Юбилейный выпуск журнала Октябрь - стр. 3
– а что караулить если тут никого?
– значит пусть горит?
и потом – с чего ты взял что тут никого?
– а кто здесь?
– ты идешь или нет?
– у меня нет сапог.
– мы тебе всё дадим.
я вышел на улицу. и никого не увидел. только палки и фонарики окружили меня со всех сторон. я почувствовал что на мне телогрейка и шапка, на руках вязаные перчатки, а на ногах сапоги до колен с сухими теплыми вкладышами. и – я думал и говорил на марийском.
– куда мы пойдем?
– да по деревне.
– до утра?
– до утра. ты голодный?
– не очень.
– хорошо. еды с собой полно.
голоса были и мужские и женские. вернее сказать – мальчишечьи и девчоночьи – молодежь. взрослых было двое всего. но может быть караульных было больше – и кто-то молчал? мы пошли улицей – от моего дома в дальний конец маскародо. не спрашивая – я теперь сам всё прекрасно знал о ночном карауле и о том как он обычно проходит и скорее всего пройдет и на этот раз.
– сколько вас?
– восемь. ты – девятый.
– многовато сегодня.
– ну так младшие вон увязались,
обрадовались, интересно им.
– ну да.
на йÿд орол выходят каждую ночь – по известному всем порядку – от семьи к семье. как на дежурство – ну так это дежурство и есть. как на общественное пастушество – все по очереди. делать ничего особо не надо – сидеть где-нибудь то там то тут – обойти деревню несколько раз, а если вдруг дым или пламя – всех будить, всем тушить – всё просто. чаще всего караульные сколачивали приятные-дружеские компании, не обязательно родственные, просто ответственность лежала каждую ночь на конкретной семье – садились где-нибудь вплотную к деревне, при этом вне ее чтобы никому не мешать, в месте откуда всё хорошо было видно – жгли небольшой костер с чайником, большой нельзя, а то от пламени потеряешь зоркость, разговаривали и молчали, смеялись и пугали друг друга, а если кто в кого был влюблен – ну так они в темноте и за руки еще держались… я шел и обнаруживал внутри себя глубокую-яркую радость – я же так обожал эти ночные хождения. и даже бывал на них старшим лет с четырнадцати. а если летом – это ж вообще роскошь… мой бог… да меня ведь этот йÿд орол и воспитал… просто – самим своим существованием. и я не сумею назвать для себя более сильных и внятных учителей. даже рощи-кюсото не были так убедительны… святые места мне нравились, волновали – но сердечное общение с ними я всегда откладывал на потом. а йÿд орол был всегда – как палка, как собака, как день и ночь. и я ждал его. я его по-настоящему любил. а через него и с его помощью – по-настоящему любил весь мир и себя в нем.

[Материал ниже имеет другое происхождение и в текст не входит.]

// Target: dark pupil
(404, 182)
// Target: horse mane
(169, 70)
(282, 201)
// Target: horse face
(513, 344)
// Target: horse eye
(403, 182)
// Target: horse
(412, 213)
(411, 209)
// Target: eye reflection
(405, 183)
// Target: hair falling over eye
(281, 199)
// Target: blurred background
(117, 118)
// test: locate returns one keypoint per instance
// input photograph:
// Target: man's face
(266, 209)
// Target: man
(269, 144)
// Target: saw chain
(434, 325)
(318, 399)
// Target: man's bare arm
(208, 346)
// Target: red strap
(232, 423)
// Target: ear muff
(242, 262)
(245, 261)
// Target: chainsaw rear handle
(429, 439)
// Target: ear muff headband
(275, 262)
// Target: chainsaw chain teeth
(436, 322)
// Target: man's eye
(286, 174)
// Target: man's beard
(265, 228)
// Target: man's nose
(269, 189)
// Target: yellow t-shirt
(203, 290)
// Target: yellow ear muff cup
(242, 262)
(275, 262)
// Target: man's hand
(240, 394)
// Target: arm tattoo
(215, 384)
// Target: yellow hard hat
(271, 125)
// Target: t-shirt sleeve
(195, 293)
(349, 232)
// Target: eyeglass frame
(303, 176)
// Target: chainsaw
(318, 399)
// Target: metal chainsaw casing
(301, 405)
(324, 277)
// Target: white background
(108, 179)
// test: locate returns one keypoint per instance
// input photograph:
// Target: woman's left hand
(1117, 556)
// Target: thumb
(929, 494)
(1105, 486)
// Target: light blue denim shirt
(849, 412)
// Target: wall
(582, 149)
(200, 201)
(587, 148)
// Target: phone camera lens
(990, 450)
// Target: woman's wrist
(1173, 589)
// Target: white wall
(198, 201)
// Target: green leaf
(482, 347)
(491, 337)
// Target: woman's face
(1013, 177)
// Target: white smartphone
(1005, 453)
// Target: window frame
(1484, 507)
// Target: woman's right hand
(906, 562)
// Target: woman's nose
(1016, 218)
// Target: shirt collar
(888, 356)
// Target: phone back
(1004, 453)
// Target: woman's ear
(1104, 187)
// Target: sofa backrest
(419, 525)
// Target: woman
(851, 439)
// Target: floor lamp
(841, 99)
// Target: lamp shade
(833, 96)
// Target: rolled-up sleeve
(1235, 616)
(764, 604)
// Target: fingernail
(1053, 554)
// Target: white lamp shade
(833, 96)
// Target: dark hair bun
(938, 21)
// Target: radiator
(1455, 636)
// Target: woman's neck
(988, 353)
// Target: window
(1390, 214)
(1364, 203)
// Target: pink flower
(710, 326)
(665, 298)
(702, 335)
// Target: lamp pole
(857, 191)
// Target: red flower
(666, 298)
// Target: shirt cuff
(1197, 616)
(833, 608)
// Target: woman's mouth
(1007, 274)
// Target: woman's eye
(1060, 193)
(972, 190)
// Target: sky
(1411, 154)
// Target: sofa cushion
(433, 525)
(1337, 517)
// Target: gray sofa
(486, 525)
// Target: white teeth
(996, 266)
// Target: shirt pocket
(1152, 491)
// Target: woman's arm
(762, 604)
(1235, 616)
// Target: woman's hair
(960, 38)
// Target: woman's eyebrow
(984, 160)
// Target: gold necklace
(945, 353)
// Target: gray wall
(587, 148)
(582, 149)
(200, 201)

мы охраняли только маскародо. в колокудо была своя стража. но поскольку деревни совсем рядом – мы обязательно встречались между ними за ночь хотя бы раз. здоровались и какое-то время сидели вместе. а потом расходились. когда встречались – оставались вместе ровно столько сколько нам этого хотелось. компании караульных бывало что совпадали по духу и дружбе – а бывало что нет. я не удивлялся тому что обо всем этом знаю. как не удивлялся ночной своей теплой-удобной одежде, своей возбужденной радости, своему языку, который так ладно и складно и влажно зажил во мне, вернее и стал мной. я по-прежнему не видел вокруг себя никого – только слышал, видел же палки-фонарики и темную-темную деревню. и она была брошена, пуста. только тревоги это больше не вызывало. обратиться же с вопросом ‘кто вы?’ к тем кто пришел ко мне под окно и меня вызвал – я не мог: я понимал животом и спиной что это грубо, что этого делать не стоит. захотят – представятся. а нет – так и не надо значит. тем более что я уже ведь спросил – с этого вопроса и начал наш разговор. кто вы? – мы йÿд орол, охраняем от пожара деревню. и меня сразу же напрочь покинул страх – а чувство самосохранения стучало моей кровью спокойно-спокойно. более того – так спокойно мне не было очень давно, многие годы, может быть никогда. и я наслаждался – покоем, своими шагами, невидимыми товарищами, бесстрашием, красотой.